Meiji University is ranked at the top of the field, a Hakone regular knocked out of the seeded top 10 this year by last year's Yosenkai winner Juntendo University. 2020 Yosenkai runner-up Chuo University is Meiji's toughest competition for the team win, but what really matters is just making the top 10. Kanagawa University, Nittai University, Takushoku University and Josai University look pretty secure to pull that off, but beyond that it gets interesting. Hosei University and Kokushikan University are in the grey zone of Hakone regulars vulnerable to programs trying to get back into elite status like Yamanashi Gakuin University and Senshu University, ones perpetually on the cusp like Tsukuba University and Reitaku University, and up-and-coming programs like Surugadai University and Keio University. Chuo Gakuin University throws an additional variable at the equation, a perpetual Hakone qualifier that somehow blew last year's Yosenkai and didn't make the cut.


Sunday in rural Fukuoka is the Princess Ekiden, the qualifying race for November's corporate women's national championship Queens Ekiden. 31 teams will race 42.195 km in 6 stages in pursuit of a place in the top 20. The ones that make it will join the top 8 from last year's Queens Ekiden at next month's national championship. TBS has the live broadcast starting at 11:50 a.m. Sunday local time, with multi-channel streaming on Youtube. JRN will cover the race live on @JRNLive.

Daihatsu leads the field, missing 8th place at Queens last year by just 9 seconds. Edion, Tenmaya and Shiseido were all just seconds behind, making it a close race up front. But like at the Yosenkai, this is a qualifying race and what matters most is getting into the qualifying bracket. Down around the 15th to 25th-ranked level you've got a mix of traditionally minor teams like Nitori, Shimamura and Toto, fallen greats like former national champ Daiichi Seimei, and new teams like SID Group. At the collegiate level making nationals can impact a coach's career, but at the corporate level it can make the difference to a team's existence the next season. Amid a post-Olympic pullback and the ongoing economic impact of the pandemic, this year that's truer than ever.

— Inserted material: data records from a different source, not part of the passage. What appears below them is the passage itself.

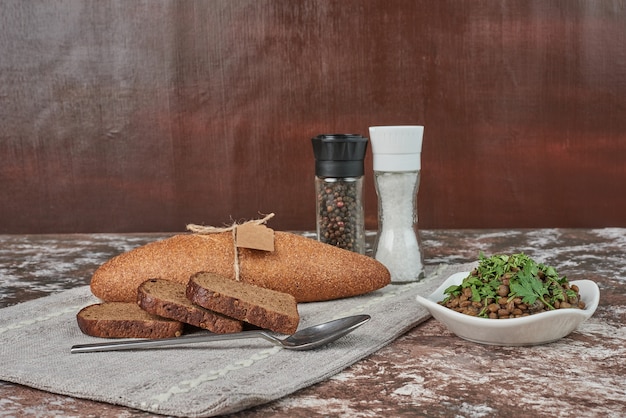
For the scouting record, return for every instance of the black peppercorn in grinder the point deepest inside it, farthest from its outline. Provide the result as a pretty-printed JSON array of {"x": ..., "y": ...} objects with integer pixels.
[{"x": 339, "y": 190}]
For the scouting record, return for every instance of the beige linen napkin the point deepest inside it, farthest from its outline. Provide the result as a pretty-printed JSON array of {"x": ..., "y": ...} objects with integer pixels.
[{"x": 198, "y": 380}]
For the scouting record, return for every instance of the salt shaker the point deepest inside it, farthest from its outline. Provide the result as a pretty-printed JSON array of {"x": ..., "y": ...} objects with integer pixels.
[
  {"x": 397, "y": 163},
  {"x": 339, "y": 190}
]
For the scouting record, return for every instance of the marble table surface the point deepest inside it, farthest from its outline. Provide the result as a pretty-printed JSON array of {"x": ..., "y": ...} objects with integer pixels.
[{"x": 426, "y": 372}]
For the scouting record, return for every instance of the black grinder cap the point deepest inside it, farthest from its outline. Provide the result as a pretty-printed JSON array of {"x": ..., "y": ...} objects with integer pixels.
[{"x": 339, "y": 155}]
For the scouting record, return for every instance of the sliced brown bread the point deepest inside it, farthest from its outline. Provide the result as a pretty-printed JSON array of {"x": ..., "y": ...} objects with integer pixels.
[
  {"x": 309, "y": 270},
  {"x": 265, "y": 308},
  {"x": 167, "y": 299},
  {"x": 125, "y": 320}
]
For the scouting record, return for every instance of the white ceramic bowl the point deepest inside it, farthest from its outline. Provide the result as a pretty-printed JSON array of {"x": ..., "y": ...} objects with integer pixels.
[{"x": 534, "y": 329}]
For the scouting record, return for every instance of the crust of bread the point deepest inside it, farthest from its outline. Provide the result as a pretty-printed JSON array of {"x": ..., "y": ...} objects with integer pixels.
[
  {"x": 303, "y": 267},
  {"x": 255, "y": 305},
  {"x": 167, "y": 299},
  {"x": 125, "y": 320}
]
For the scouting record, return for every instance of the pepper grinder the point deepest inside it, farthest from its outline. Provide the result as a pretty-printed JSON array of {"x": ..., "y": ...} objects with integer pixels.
[
  {"x": 397, "y": 163},
  {"x": 339, "y": 190}
]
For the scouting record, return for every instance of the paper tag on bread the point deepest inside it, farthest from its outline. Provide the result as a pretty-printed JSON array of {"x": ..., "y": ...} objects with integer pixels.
[{"x": 255, "y": 237}]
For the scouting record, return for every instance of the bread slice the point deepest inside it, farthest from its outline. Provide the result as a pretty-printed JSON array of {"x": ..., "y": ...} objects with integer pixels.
[
  {"x": 265, "y": 308},
  {"x": 125, "y": 320},
  {"x": 303, "y": 267},
  {"x": 167, "y": 299}
]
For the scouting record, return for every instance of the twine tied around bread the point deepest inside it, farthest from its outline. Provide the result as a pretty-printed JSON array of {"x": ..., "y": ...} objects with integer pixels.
[{"x": 206, "y": 230}]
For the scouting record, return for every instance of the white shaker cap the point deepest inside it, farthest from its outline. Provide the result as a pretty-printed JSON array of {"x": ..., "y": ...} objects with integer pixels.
[{"x": 396, "y": 148}]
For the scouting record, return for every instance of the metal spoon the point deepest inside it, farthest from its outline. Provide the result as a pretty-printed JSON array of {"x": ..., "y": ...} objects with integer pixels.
[{"x": 305, "y": 339}]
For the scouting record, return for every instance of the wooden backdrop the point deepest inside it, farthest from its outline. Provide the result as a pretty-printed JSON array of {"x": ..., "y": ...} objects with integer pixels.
[{"x": 148, "y": 115}]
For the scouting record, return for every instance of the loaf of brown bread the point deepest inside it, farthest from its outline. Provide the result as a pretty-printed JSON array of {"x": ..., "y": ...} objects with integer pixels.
[
  {"x": 125, "y": 320},
  {"x": 303, "y": 267},
  {"x": 255, "y": 305},
  {"x": 167, "y": 299}
]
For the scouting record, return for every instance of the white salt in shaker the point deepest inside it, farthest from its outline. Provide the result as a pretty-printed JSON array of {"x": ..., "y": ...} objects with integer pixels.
[{"x": 397, "y": 163}]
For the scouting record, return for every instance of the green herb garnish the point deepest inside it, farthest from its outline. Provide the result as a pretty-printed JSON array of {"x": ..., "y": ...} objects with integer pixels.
[{"x": 509, "y": 286}]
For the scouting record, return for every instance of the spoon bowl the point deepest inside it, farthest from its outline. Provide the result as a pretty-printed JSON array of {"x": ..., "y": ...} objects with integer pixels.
[{"x": 305, "y": 339}]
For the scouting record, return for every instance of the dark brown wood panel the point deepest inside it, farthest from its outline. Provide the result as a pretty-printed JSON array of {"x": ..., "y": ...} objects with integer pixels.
[{"x": 145, "y": 116}]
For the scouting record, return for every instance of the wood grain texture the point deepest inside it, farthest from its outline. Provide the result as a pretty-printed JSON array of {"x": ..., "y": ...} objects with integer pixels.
[{"x": 146, "y": 116}]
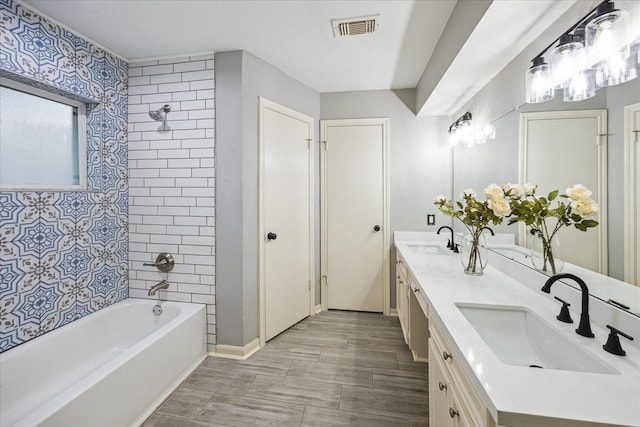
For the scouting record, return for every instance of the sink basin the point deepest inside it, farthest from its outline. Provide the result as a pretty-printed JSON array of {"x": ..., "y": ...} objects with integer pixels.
[
  {"x": 429, "y": 248},
  {"x": 518, "y": 336}
]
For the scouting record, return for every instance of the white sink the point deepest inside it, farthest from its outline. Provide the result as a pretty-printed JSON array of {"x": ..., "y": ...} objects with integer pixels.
[
  {"x": 518, "y": 336},
  {"x": 429, "y": 248}
]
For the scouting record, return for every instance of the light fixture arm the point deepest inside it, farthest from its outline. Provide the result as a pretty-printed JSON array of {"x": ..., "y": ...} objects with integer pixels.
[{"x": 598, "y": 10}]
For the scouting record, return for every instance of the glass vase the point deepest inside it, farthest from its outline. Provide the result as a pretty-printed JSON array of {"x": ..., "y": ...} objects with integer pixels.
[
  {"x": 545, "y": 254},
  {"x": 473, "y": 253}
]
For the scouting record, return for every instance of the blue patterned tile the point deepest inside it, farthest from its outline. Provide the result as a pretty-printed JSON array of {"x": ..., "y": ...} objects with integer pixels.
[
  {"x": 103, "y": 229},
  {"x": 37, "y": 302},
  {"x": 8, "y": 234},
  {"x": 78, "y": 310},
  {"x": 64, "y": 255},
  {"x": 10, "y": 207},
  {"x": 103, "y": 281},
  {"x": 38, "y": 237},
  {"x": 10, "y": 277}
]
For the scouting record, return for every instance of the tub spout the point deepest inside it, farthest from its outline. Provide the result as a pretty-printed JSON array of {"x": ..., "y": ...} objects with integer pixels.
[{"x": 162, "y": 285}]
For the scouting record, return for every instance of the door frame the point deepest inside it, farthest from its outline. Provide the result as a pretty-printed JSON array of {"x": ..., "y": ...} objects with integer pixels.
[
  {"x": 601, "y": 142},
  {"x": 386, "y": 232},
  {"x": 631, "y": 200},
  {"x": 265, "y": 104}
]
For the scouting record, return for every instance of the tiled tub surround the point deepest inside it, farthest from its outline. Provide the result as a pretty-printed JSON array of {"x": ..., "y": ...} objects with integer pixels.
[
  {"x": 125, "y": 362},
  {"x": 64, "y": 254},
  {"x": 516, "y": 395},
  {"x": 171, "y": 184}
]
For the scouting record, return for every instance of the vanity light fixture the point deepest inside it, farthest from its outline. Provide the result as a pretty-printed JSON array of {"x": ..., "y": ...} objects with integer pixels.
[
  {"x": 597, "y": 51},
  {"x": 464, "y": 132}
]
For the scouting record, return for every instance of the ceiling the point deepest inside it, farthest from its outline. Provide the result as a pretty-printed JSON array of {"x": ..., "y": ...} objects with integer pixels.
[{"x": 296, "y": 37}]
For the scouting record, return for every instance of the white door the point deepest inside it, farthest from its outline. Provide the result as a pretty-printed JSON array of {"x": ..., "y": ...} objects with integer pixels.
[
  {"x": 355, "y": 232},
  {"x": 632, "y": 188},
  {"x": 550, "y": 142},
  {"x": 286, "y": 218}
]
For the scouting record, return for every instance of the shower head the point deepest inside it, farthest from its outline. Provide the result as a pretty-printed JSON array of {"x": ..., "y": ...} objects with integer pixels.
[{"x": 160, "y": 114}]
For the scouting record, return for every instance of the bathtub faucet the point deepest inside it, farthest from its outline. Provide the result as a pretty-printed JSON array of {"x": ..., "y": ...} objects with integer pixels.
[{"x": 162, "y": 285}]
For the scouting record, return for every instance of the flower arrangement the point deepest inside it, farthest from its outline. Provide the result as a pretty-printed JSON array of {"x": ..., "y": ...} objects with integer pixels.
[
  {"x": 475, "y": 215},
  {"x": 547, "y": 215}
]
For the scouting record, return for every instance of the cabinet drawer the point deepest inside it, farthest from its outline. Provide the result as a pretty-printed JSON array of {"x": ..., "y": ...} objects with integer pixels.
[{"x": 468, "y": 399}]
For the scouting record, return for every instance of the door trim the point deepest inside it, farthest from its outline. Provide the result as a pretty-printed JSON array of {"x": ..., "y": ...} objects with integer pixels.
[
  {"x": 264, "y": 104},
  {"x": 386, "y": 291},
  {"x": 631, "y": 200},
  {"x": 601, "y": 141}
]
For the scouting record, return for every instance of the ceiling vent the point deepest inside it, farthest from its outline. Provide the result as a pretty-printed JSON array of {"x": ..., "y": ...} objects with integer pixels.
[{"x": 355, "y": 26}]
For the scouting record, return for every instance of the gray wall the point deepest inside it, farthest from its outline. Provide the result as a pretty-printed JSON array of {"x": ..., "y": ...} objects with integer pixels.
[
  {"x": 240, "y": 79},
  {"x": 420, "y": 162},
  {"x": 503, "y": 98}
]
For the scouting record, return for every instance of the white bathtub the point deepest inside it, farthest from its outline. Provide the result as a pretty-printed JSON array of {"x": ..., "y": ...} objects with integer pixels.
[{"x": 111, "y": 368}]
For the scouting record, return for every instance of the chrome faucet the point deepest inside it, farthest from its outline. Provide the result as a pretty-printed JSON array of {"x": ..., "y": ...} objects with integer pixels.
[
  {"x": 451, "y": 245},
  {"x": 584, "y": 328},
  {"x": 154, "y": 289}
]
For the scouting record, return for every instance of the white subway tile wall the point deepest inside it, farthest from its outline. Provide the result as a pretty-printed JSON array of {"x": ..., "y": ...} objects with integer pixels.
[{"x": 172, "y": 180}]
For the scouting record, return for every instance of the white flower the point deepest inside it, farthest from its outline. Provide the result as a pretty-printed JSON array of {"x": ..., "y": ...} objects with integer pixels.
[
  {"x": 578, "y": 192},
  {"x": 467, "y": 192},
  {"x": 440, "y": 199},
  {"x": 585, "y": 207},
  {"x": 512, "y": 190},
  {"x": 527, "y": 189},
  {"x": 500, "y": 207},
  {"x": 493, "y": 192}
]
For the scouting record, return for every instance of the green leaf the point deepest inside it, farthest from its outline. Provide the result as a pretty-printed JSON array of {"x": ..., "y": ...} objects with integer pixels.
[{"x": 581, "y": 227}]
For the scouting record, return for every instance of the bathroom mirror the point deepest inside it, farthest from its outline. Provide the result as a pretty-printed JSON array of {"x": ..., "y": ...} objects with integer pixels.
[{"x": 498, "y": 161}]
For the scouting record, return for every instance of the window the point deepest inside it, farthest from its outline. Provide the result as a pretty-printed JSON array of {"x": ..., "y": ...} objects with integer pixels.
[{"x": 42, "y": 139}]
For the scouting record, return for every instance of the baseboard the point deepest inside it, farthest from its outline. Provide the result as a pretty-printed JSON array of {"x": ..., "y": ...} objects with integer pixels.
[{"x": 235, "y": 352}]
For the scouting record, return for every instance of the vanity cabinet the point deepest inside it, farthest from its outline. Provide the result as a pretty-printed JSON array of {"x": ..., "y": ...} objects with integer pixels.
[
  {"x": 452, "y": 399},
  {"x": 412, "y": 312},
  {"x": 402, "y": 298}
]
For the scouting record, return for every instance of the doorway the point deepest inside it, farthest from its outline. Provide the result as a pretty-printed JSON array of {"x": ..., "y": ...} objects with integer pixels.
[
  {"x": 286, "y": 218},
  {"x": 355, "y": 215}
]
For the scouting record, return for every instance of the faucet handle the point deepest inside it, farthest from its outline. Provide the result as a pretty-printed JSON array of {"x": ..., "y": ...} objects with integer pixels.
[
  {"x": 564, "y": 315},
  {"x": 613, "y": 341}
]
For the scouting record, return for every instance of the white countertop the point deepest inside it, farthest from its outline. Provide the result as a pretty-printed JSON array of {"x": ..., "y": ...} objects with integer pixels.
[{"x": 517, "y": 395}]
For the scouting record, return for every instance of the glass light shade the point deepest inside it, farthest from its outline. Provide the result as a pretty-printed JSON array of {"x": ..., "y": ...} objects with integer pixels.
[
  {"x": 582, "y": 86},
  {"x": 566, "y": 61},
  {"x": 538, "y": 83},
  {"x": 615, "y": 70},
  {"x": 606, "y": 35}
]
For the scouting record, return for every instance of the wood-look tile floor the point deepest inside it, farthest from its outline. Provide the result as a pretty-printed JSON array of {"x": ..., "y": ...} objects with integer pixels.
[{"x": 336, "y": 368}]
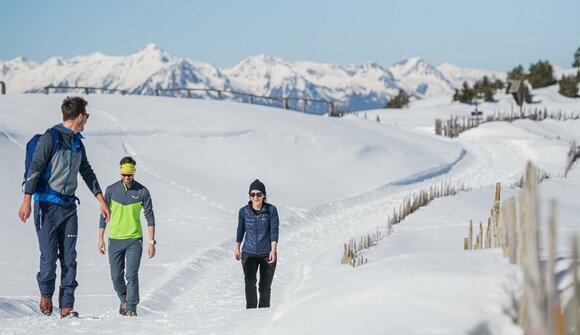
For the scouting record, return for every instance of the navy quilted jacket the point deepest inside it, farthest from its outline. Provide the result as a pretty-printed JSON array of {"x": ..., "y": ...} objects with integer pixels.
[{"x": 257, "y": 230}]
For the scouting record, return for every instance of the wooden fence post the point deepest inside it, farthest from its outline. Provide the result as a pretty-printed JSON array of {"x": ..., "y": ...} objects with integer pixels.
[
  {"x": 480, "y": 235},
  {"x": 470, "y": 235},
  {"x": 576, "y": 285},
  {"x": 534, "y": 296},
  {"x": 556, "y": 323}
]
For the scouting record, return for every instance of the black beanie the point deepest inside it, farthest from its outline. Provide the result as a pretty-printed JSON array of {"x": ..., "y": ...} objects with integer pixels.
[{"x": 257, "y": 185}]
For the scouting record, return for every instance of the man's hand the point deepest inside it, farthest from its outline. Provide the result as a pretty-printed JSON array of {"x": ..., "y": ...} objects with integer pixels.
[
  {"x": 272, "y": 256},
  {"x": 237, "y": 253},
  {"x": 25, "y": 208},
  {"x": 101, "y": 247},
  {"x": 105, "y": 212}
]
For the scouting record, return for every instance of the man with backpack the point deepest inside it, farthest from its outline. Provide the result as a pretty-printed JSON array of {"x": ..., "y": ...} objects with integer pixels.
[{"x": 53, "y": 161}]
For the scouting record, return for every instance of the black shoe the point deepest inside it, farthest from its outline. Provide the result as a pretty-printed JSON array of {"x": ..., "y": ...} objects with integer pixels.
[
  {"x": 68, "y": 312},
  {"x": 123, "y": 308},
  {"x": 46, "y": 306}
]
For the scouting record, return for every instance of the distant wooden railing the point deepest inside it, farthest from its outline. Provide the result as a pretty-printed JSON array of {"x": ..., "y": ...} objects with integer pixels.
[
  {"x": 455, "y": 125},
  {"x": 333, "y": 108}
]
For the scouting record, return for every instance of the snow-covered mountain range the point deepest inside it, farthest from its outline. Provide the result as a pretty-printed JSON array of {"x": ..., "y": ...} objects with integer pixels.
[{"x": 359, "y": 86}]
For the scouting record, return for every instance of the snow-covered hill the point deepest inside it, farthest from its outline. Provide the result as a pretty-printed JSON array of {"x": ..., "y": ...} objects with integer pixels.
[
  {"x": 360, "y": 86},
  {"x": 331, "y": 178}
]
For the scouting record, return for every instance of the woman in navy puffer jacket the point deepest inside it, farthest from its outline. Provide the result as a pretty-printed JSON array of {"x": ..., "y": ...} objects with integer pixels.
[{"x": 258, "y": 228}]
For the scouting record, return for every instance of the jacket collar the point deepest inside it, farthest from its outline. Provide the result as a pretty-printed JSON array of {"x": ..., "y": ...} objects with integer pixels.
[{"x": 66, "y": 131}]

© 2021 Brett Larner, all rights reserved

Buy Me A Coffee

Comments

Most-Read This Week

'Kobe 2024: Aitchison, Athmani Lead Record-Breaking Thursday'

  https://www.paralympic.org/news/kobe-2024-para-athletics-world-championships-aitchison-athmani-lead-record-breaking-thursday Complete results and daily schedule from the Kobe World Para Athletics Championships are here .

Japan's First Goldless Day - Asian Athletics Championships Day Four Highlights

Day 4 of the Bangkok Asian Athletics Championships was the first without a single gold medal going to Japan, but there were still enough silvers and bronzes to go around. Robyn Lauren Brown of the Philippines outclassed the rest of the women's 400 mH final field, taking gold in 57.50. Eri Utsunomiya and Ami Yamamoto made it a Japanese 2-3, Utsunomiya running 57.73 for silver and Yamamoto 57.80 for bronze. Yusaku Kodama also scored silver in the men's 400 mH, running 48.96 behind Qatari winner Bassem Hemeida 's 48.64. Yuki Yamasaki won bronze in the heptathlon with 5696 points, Uzbekistan's Ekaterina Voronina taking gold in 6098 and Swapna Barman silver in 5840. Teammate Karin Odama was 4th in 5487. Another bronze came in the mixed 4x400 m relay, with Japan running 3:15.71 behind India's 3:14.70 and Sri Lanka's 3:15.41. Naoto Hasegawa and Ryoichi Akamatsu both cleared 2.23 m in the men's high jump, Hasegawa finishing 4th overall and Akamatsu 5th. ...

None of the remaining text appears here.